Sie ist das Erste, das die Kundin bei einem Kosmetikprodukt wahrnimmt: die Verpackung! Neben optischen spielen aber auch ökologische Aspekte eine wichtige Rolle. Wir haben nach den Trends für 2020 gefragt.
Unser Experte
Arne Fehlhaber hat über 20 Jahre Agenturerfahrung. Seit Oktober 2018 ist er Managing Partner und Creative Head bei der inhabergeführten Hamburger Designagentur „brandpack“, die sich auf Markenentwicklung und Verpackungsdesign sowie dessen technische Realisierbarkeit versteht.
BEAUTY FORUM: Was sind die Trends bei Kosmetikverpackungen – woran kommt die Kosmetikerin 2020 nicht vorbei?
Arne Fehlhaber: Ganz klarer Trend ist der ganzheitliche Ansatz von Produkt und Verpackung: von Cradle-to-Grave hin zu Cradle-to-Cradle.
Cradle-to-Cradle meint eine durchgängige und konsequente Kreislaufwirtschaft von Produkt und Verpackung. Dahinter steckt die Idee, von Anfang an in kompletten Kreisläufen zu denken und auf diese Art erst gar keinen Müll im herkömmlichen Sinn entstehen zu lassen.
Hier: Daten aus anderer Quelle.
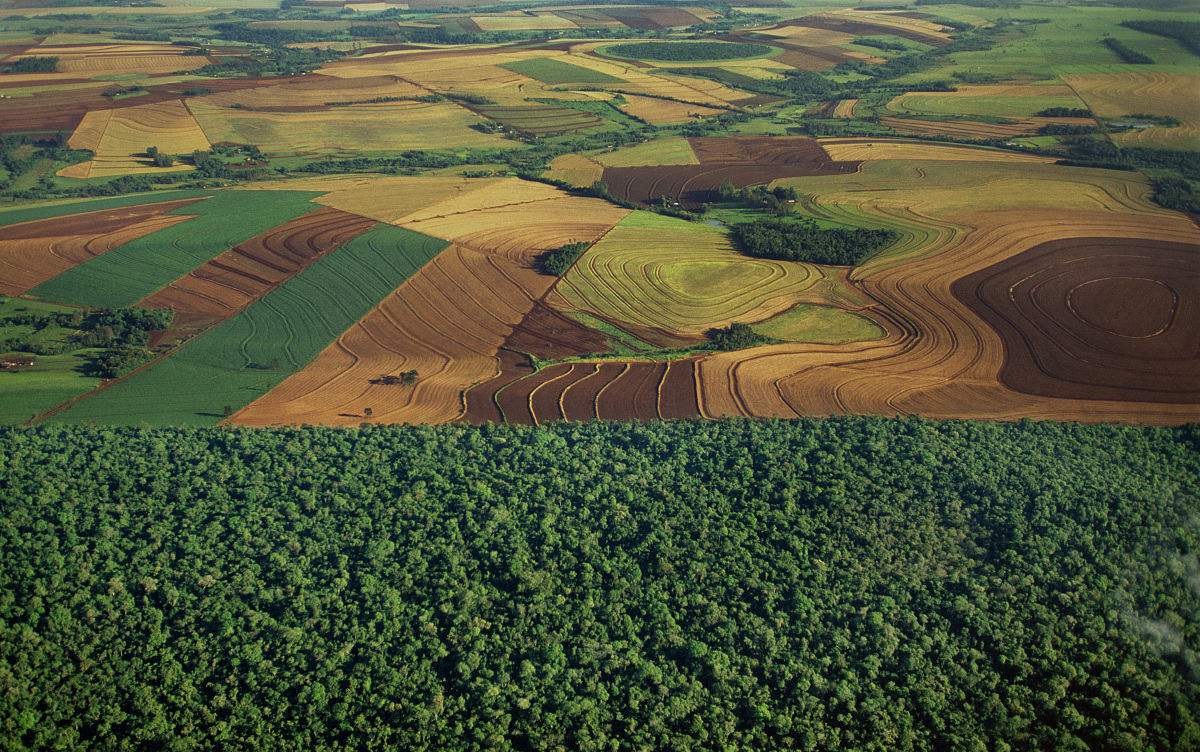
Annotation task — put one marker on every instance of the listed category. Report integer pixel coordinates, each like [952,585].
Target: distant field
[127,274]
[683,52]
[245,356]
[551,71]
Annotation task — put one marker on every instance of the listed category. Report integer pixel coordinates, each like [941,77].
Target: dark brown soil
[743,161]
[1096,318]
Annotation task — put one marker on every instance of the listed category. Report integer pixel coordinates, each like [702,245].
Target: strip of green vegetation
[683,52]
[46,211]
[130,272]
[837,584]
[550,71]
[820,325]
[240,360]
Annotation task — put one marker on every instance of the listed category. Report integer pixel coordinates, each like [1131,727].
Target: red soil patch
[652,17]
[743,161]
[228,283]
[677,396]
[863,28]
[63,110]
[33,252]
[1096,318]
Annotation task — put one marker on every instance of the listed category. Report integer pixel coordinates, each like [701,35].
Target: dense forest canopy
[841,584]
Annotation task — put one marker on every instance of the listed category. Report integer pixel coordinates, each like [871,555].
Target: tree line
[816,584]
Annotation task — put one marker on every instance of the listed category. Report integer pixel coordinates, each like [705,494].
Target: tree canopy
[840,584]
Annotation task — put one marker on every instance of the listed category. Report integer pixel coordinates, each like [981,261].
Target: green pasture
[250,354]
[130,272]
[550,71]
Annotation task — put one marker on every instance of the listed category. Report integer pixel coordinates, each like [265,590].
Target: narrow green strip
[130,272]
[46,211]
[246,356]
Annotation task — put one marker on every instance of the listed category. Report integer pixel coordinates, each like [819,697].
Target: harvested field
[671,150]
[987,100]
[456,318]
[138,269]
[541,119]
[228,283]
[119,139]
[130,58]
[743,161]
[664,112]
[575,169]
[1096,318]
[522,22]
[875,149]
[604,390]
[390,126]
[939,358]
[862,24]
[313,91]
[1113,95]
[63,110]
[679,277]
[241,358]
[845,108]
[33,252]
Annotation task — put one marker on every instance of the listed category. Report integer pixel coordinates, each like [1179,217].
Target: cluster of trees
[803,240]
[737,336]
[120,335]
[1126,53]
[839,584]
[31,65]
[1186,32]
[558,260]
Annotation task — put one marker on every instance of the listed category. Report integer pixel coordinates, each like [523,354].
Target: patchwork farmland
[367,239]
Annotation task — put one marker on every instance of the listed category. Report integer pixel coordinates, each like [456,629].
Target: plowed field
[743,161]
[33,252]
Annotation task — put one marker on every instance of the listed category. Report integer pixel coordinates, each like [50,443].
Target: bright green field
[53,379]
[819,324]
[550,71]
[59,209]
[130,272]
[247,355]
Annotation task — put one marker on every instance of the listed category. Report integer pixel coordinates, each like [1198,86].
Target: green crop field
[126,275]
[550,71]
[247,355]
[52,379]
[59,209]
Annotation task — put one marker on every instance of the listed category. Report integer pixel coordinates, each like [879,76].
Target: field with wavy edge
[451,319]
[33,252]
[681,277]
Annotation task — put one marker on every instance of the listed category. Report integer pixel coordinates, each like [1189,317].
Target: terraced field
[137,269]
[33,252]
[654,274]
[742,161]
[233,364]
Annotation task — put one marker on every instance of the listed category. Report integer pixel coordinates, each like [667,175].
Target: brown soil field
[939,359]
[1096,318]
[875,149]
[604,390]
[743,161]
[867,26]
[33,252]
[652,17]
[229,282]
[664,112]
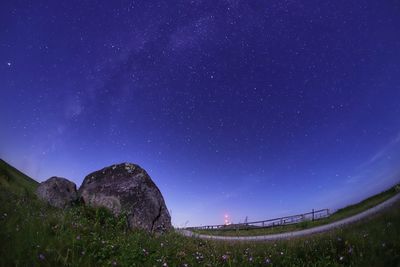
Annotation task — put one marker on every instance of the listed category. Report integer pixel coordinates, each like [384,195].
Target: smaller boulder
[58,192]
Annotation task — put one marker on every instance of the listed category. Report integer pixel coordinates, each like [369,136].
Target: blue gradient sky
[251,108]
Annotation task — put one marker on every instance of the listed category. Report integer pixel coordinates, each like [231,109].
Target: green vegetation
[338,215]
[34,234]
[15,181]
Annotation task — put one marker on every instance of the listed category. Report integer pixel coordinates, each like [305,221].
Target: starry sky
[248,108]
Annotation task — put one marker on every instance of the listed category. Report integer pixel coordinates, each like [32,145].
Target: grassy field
[34,234]
[339,214]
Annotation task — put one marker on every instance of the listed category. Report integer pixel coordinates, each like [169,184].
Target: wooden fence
[293,219]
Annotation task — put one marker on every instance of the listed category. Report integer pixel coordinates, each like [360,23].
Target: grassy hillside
[34,234]
[13,180]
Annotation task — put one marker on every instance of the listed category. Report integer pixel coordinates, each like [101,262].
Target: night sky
[251,108]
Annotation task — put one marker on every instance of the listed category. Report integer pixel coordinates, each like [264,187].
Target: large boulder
[58,192]
[129,189]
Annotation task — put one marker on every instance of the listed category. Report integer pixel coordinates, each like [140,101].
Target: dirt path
[305,232]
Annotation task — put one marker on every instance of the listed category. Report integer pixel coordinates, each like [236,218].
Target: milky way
[251,108]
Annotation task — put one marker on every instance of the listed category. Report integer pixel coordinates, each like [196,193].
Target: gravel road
[305,232]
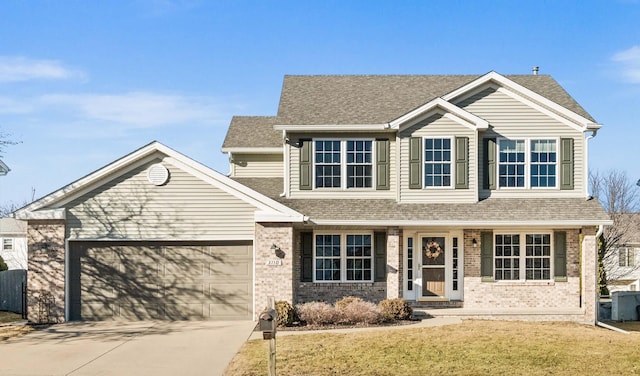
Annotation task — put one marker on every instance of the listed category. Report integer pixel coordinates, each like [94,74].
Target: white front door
[433,266]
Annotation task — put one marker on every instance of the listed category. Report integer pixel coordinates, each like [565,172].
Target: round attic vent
[157,174]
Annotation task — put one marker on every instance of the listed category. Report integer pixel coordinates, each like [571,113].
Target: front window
[527,163]
[535,260]
[437,162]
[7,244]
[343,257]
[343,164]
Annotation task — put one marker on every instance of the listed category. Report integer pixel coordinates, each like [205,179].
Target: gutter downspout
[586,163]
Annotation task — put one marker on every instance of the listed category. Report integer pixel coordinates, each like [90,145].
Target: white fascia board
[474,224]
[253,150]
[461,116]
[502,80]
[42,214]
[332,127]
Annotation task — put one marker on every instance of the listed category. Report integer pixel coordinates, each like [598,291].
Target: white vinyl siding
[512,119]
[186,208]
[257,166]
[437,126]
[294,170]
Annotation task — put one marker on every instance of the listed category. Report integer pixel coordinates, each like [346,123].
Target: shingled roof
[551,211]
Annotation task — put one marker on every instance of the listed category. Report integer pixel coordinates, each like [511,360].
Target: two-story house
[468,192]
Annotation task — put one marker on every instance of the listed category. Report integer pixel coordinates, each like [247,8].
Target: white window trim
[343,255]
[2,245]
[343,164]
[452,163]
[522,259]
[527,163]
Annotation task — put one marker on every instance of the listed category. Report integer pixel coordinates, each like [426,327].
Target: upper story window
[343,163]
[527,163]
[7,244]
[437,162]
[626,257]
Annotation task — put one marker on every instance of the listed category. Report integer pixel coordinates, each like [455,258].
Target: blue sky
[83,83]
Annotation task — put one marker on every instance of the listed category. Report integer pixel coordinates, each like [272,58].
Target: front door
[433,266]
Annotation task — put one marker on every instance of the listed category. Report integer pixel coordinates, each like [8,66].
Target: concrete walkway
[126,348]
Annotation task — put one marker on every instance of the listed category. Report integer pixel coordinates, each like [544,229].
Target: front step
[441,304]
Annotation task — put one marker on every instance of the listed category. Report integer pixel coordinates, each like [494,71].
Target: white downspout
[586,164]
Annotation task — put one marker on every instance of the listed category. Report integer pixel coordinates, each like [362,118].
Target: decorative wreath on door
[432,250]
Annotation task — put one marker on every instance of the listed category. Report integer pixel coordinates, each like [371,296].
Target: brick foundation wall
[273,280]
[45,277]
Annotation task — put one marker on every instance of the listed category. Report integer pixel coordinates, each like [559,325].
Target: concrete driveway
[126,348]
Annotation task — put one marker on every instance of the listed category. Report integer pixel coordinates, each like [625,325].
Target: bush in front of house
[395,309]
[359,312]
[286,313]
[317,313]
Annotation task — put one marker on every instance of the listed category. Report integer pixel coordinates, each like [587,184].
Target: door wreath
[432,250]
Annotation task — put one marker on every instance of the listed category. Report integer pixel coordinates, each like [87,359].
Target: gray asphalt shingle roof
[500,210]
[365,99]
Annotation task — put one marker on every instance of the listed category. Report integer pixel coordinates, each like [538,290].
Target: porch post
[394,263]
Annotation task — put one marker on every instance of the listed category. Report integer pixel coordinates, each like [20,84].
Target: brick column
[272,279]
[590,276]
[394,263]
[46,274]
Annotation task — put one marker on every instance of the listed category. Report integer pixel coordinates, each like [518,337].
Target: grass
[7,332]
[474,347]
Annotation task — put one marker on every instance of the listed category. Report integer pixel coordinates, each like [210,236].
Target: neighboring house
[13,243]
[459,191]
[623,268]
[4,169]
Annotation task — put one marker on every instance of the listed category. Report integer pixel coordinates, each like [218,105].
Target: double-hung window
[527,163]
[7,244]
[437,162]
[343,257]
[345,164]
[510,261]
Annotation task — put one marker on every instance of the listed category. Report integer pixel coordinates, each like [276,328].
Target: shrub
[317,313]
[286,313]
[395,309]
[360,312]
[344,302]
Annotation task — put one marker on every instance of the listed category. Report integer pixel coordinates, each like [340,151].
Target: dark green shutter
[306,165]
[380,246]
[566,163]
[560,256]
[415,163]
[382,165]
[486,256]
[490,165]
[462,162]
[306,274]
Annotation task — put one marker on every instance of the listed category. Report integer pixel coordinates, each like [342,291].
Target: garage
[160,280]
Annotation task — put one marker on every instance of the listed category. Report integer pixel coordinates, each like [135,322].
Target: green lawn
[474,347]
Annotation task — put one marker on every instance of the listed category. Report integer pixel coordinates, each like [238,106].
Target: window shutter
[560,256]
[380,244]
[490,164]
[415,163]
[307,257]
[566,163]
[462,163]
[486,256]
[306,165]
[382,165]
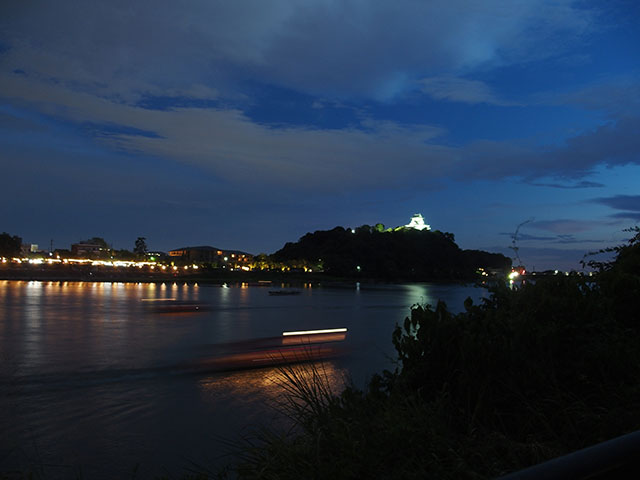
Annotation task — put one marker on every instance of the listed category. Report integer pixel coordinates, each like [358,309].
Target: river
[91,384]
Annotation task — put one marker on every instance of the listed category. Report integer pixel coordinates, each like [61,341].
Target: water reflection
[268,384]
[82,357]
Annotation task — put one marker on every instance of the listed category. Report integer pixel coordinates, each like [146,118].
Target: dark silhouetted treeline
[526,375]
[404,254]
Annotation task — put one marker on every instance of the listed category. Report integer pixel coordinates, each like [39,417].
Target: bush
[526,375]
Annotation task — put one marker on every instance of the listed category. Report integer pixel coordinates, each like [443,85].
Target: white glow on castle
[417,223]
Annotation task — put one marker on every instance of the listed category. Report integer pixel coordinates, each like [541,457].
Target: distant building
[417,223]
[28,248]
[205,254]
[84,249]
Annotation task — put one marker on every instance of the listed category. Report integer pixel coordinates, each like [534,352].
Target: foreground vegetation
[527,375]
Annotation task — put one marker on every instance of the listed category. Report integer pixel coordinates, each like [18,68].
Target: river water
[91,383]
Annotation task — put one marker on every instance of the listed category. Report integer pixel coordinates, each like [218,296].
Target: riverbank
[92,273]
[527,375]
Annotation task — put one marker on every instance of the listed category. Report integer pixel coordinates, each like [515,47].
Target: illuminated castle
[417,223]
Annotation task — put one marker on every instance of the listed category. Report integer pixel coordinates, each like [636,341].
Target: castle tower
[417,223]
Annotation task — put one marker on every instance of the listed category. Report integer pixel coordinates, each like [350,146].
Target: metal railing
[618,458]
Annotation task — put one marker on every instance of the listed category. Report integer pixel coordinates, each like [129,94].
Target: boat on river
[290,347]
[172,305]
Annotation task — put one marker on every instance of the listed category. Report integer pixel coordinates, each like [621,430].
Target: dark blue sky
[246,124]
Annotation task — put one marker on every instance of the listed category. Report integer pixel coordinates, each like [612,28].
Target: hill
[402,254]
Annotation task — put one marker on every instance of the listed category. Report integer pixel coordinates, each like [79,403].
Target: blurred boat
[284,292]
[171,305]
[291,347]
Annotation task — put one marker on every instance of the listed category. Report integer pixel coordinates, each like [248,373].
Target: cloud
[618,97]
[629,203]
[621,202]
[615,143]
[563,227]
[571,186]
[457,89]
[374,50]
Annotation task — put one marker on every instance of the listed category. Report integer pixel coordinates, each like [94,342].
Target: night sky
[245,124]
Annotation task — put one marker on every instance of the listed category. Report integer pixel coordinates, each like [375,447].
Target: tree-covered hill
[372,252]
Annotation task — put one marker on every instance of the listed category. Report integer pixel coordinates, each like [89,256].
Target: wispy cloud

Begriffe wie „Ökologisch“, „Umweltfreundlich“ oder „Nachhaltig“, werden obsolet. Kostbare Ressourcen werden nicht mehr unnötig verschwendet, weil die Verpackung nicht entsorgt, sondern wiederverwertet wird.
Produkt und Verpackung sollten gemeinsam entwickelt und auch deren Entsorgung dabei direkt berücksichtigt werden. Mit dem Ziel, dass alle verwendete Materialien nach Gebrauch weiterverwendet oder zumindest ohne schädliche Rückstände kompostiert werden können.
Es gibt bereits neue Produktkategorien, die umweltbewusster produziert werden, wie beispielsweise Shampoo Bars. Diese werden nicht nur mit weniger Wasser produziert, sondern enthalten auch kein Wasser oder andere flüssige Bestandteile und benötigen daher keine Kunststoffverpackung. Denn die Vermeidung von Mikroplastik wird uns weiterhin beschäftigen und es werden neue nachhaltige Materialien gefordert. Auch hier wird ein Umdenken bei der Produktentwicklung helfen, um Produkt und Verpackung optimal aufeinander abzustimmen.
Und welche Trends gibt es noch in der Kosmetikbranche, die sich auf die Verpackung auswirken werden?
Der Kosmetikmarkt zeigt sich aktuell mit zwei Trendrichtungen. Zum einen die Naturkosmetik, die einen regelrechten Boom erlebt. Hier sollen Produkt, Inhaltsstoffe und die Verpackung möglichst natürlich sein. Und zum anderen die High-Performance-Produkte, die eher wissenschaftlich-technisch sind und hohe Wirksamkeit versprechen.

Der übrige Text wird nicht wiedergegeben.